Field Notes on Light and Earth: Taking the Loom Outside
- Lightbath
- Apr 29
- 3 min read

It started with a woman on a trail. I met her in early March, just as spring was stretching its limbs across the Midlands. We stood beside a quiet path, bare trees above, a damp chill still clinging to the season, and she told me that in about three weeks, the bluebells would come. That the woods around here would be transformed, blanketed in a violet tide.
She was right. Almost exactly three weeks later, I returned with anticipation humming through me. But the forest was still green, not yet in bloom, hesitant to open. I began to visit weekly, letting the changes unfold in their own rhythm. One Sunday, I turned a corner and the woods had tipped into dream. Bluebells everywhere. Petal upon petal, carpeting the earth like some forgotten cathedral floor. I unpacked the Loom light and lay down among them.
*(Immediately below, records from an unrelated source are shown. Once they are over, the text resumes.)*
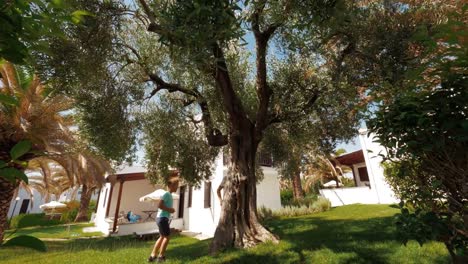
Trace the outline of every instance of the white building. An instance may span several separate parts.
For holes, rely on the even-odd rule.
[[[320,194],[329,199],[332,206],[399,202],[384,177],[382,157],[379,154],[385,155],[385,148],[374,142],[374,136],[368,136],[367,133],[366,129],[359,130],[361,150],[336,158],[341,165],[352,169],[355,187],[320,190]]]
[[[44,203],[44,197],[37,190],[33,189],[32,195],[30,195],[26,190],[20,188],[18,195],[13,197],[10,202],[7,217],[12,218],[19,214],[42,213],[42,209],[39,206]]]
[[[267,164],[262,166],[264,179],[257,185],[257,204],[271,209],[281,208],[278,173]],[[108,182],[99,194],[98,210],[94,218],[97,229],[105,234],[126,235],[134,232],[150,232],[157,229],[154,221],[155,204],[140,202],[139,198],[163,186],[152,185],[145,177],[143,167],[130,167],[117,172],[115,183]],[[221,203],[216,190],[227,167],[220,154],[215,161],[213,176],[200,188],[182,185],[177,190],[179,198],[174,200],[176,212],[171,227],[199,233],[203,237],[214,235],[221,214]],[[128,223],[128,211],[142,216],[139,223]]]
[[[45,200],[36,189],[31,188],[32,195],[30,195],[26,190],[20,188],[18,190],[18,195],[13,197],[10,202],[10,208],[8,209],[8,218],[19,214],[39,214],[43,213],[43,210],[39,208],[40,205],[45,204],[49,201]],[[97,200],[99,190],[96,190],[91,196],[91,200]],[[69,202],[72,200],[79,201],[81,198],[81,187],[75,187],[68,189],[63,192],[60,197],[55,197],[55,195],[50,195],[50,201],[59,201],[59,202]]]

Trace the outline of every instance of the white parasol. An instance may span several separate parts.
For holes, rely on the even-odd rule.
[[[57,209],[57,208],[65,208],[65,207],[67,207],[66,204],[63,204],[57,201],[52,201],[50,203],[46,203],[46,204],[39,206],[39,208],[41,209]]]
[[[157,202],[161,200],[161,198],[166,192],[166,190],[158,189],[150,194],[140,197],[140,202]],[[179,195],[172,193],[172,199],[179,199]]]

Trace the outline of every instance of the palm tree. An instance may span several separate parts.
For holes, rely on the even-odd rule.
[[[105,175],[111,172],[110,163],[89,151],[82,150],[78,154],[67,155],[62,161],[62,166],[72,175],[81,186],[80,208],[75,222],[88,221],[88,207],[93,192],[105,182]],[[75,165],[69,166],[67,164]]]
[[[51,200],[51,195],[57,199],[60,195],[73,186],[73,179],[70,178],[66,170],[53,159],[39,157],[28,163],[27,174],[29,184],[24,189],[35,189],[45,202]]]
[[[89,151],[80,152],[32,159],[26,170],[29,185],[21,183],[19,187],[30,194],[36,189],[48,202],[51,195],[57,199],[63,192],[81,186],[80,208],[75,222],[87,221],[91,195],[96,188],[102,187],[111,166],[107,160]]]
[[[304,187],[309,191],[317,182],[336,181],[336,187],[339,187],[345,171],[335,159],[336,155],[329,156],[323,154],[310,153],[306,156],[307,164],[304,170]]]
[[[0,96],[15,101],[0,102],[0,160],[10,160],[10,149],[23,140],[32,142],[31,153],[35,153],[21,157],[26,162],[36,156],[61,152],[73,141],[68,129],[71,119],[65,112],[70,109],[71,101],[65,96],[48,93],[30,69],[3,62]],[[10,201],[18,185],[19,181],[10,182],[0,177],[0,243]]]

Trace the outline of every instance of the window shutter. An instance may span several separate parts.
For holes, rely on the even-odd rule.
[[[205,182],[205,208],[211,207],[211,182]]]
[[[192,189],[193,189],[193,187],[189,186],[189,188],[188,188],[188,205],[187,205],[188,208],[192,207]]]

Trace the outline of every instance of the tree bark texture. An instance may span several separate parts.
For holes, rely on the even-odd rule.
[[[88,218],[88,208],[89,202],[91,200],[91,195],[93,194],[92,188],[89,188],[88,185],[83,184],[81,189],[81,198],[80,198],[80,209],[76,215],[75,222],[87,222]]]
[[[8,210],[10,209],[13,193],[18,187],[18,183],[13,184],[0,176],[0,244],[3,242],[3,236],[7,227]]]
[[[211,253],[230,247],[252,247],[265,241],[278,242],[278,237],[263,227],[257,217],[257,144],[253,131],[251,126],[230,136],[231,165]]]
[[[304,198],[304,190],[302,189],[302,183],[301,183],[301,174],[300,172],[296,172],[293,174],[293,193],[294,193],[294,199],[300,200]]]

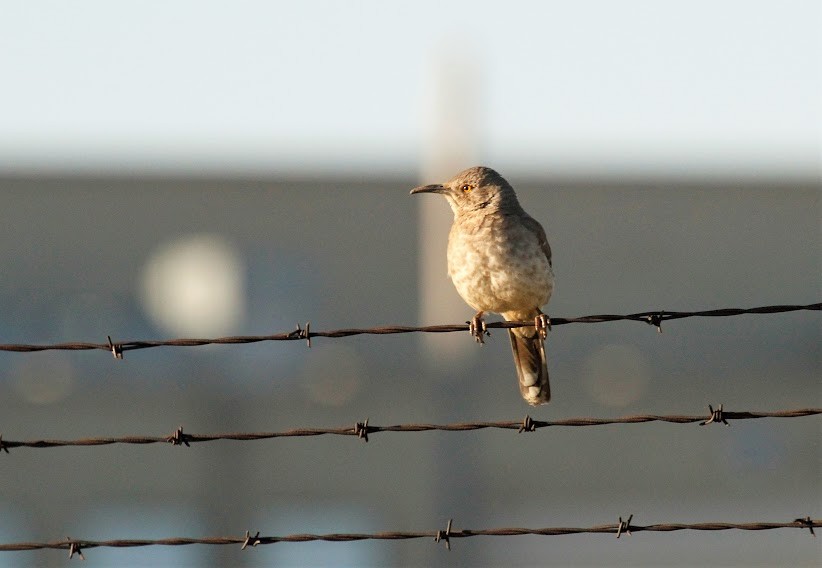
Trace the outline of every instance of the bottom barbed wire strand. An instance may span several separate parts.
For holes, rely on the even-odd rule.
[[[454,529],[451,522],[448,523],[446,531],[423,531],[423,532],[378,532],[378,533],[330,533],[330,534],[292,534],[286,536],[260,536],[259,532],[250,537],[246,531],[244,536],[230,537],[208,537],[208,538],[161,538],[161,539],[118,539],[118,540],[82,540],[65,539],[54,542],[18,542],[0,544],[0,552],[26,551],[26,550],[68,550],[70,553],[79,554],[80,550],[88,552],[94,548],[138,548],[144,546],[188,546],[194,544],[201,545],[240,545],[245,549],[249,543],[252,546],[286,543],[286,542],[356,542],[363,540],[414,540],[414,539],[434,539],[437,542],[445,541],[450,547],[451,539],[470,538],[479,536],[561,536],[571,534],[628,534],[640,532],[676,532],[676,531],[767,531],[775,529],[810,529],[813,534],[814,528],[822,527],[822,520],[811,519],[810,517],[796,519],[791,522],[782,523],[663,523],[654,525],[633,525],[628,521],[612,523],[608,525],[598,525],[592,527],[545,527],[545,528],[495,528],[495,529]]]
The session that followed was unlike any I had inside. The filtered daylight, the incense I had brought in a small pouch, the soft breath of wind across my skin, it all stitched itself into the fabric of the experience. As the Loom pulsed its steady rhythm, tuned to alpha frequencies, I noticed something curious: the visuals behind my closed eyes responded to sound. Birds called from the canopy and I could see, yes, see, ripples of light radiate from their direction. A sensory echo, like the forest was speaking in frequency.
This is something no app or studio can replicate. The earth beneath you is not just grounding in theory, it’s literal. You feel the hum of it, the stillness of soil, the steadiness of stone. When you lay flat on the ground during a Loom session, you become a bridge between light and earth. The Schumann frequency, the electromagnetic resonance of our planet, isn’t just an abstract concept in this setting. It's a presence, especially when layered through the Loom’s entrainment settings.
The air, too, has its part to play. Wind rushing through trees provides a kind of natural white noise, textured and irregular. Unlike the droning hum of a machine, it's alive and unpredictable. It weaves around the session in a way that keeps the body alert and the mind in soft suspension. The skin becomes a canvas for the breeze, turning the light practice into something tactile.
And then there’s water. Immersing even part of the body into a natural stream or pond, ankles in a river or laying back into still water, slows the body down almost immediately. Combine that with delta frequencies, especially in the early hours of the morning or just before dusk, and something ancient is unlocked. You aren’t just relaxing. You’re remembering. Tuning into something bigger and older than you.
Fragrance is another layer. A few grains of frankincense, a small fire pit, the mossy breath of the forest itself. Scent is primal, and when woven into the multi-sensory fabric of an outdoor session, it deepens the trance. You don’t just smell the smoke, you follow it, inward.
We often think of brainwave entrainment as a personal practice, headphones, darkness, perhaps a meditation cushion. But the Loom is portable for a reason. It’s meant to leave the house. To go into the forest, onto the shore, under the sky. The warmer seasons are not just more comfortable, they are catalytic. They invite us to co-create with the elements, to allow nature to become the co-facilitator of our altered states.
A field becomes a temple. A patch of bluebells, a stained-glass dome. The body, a resonator.
Take the Loom outside. Let it meet the wind, the water, the earth, and let yourself be changed.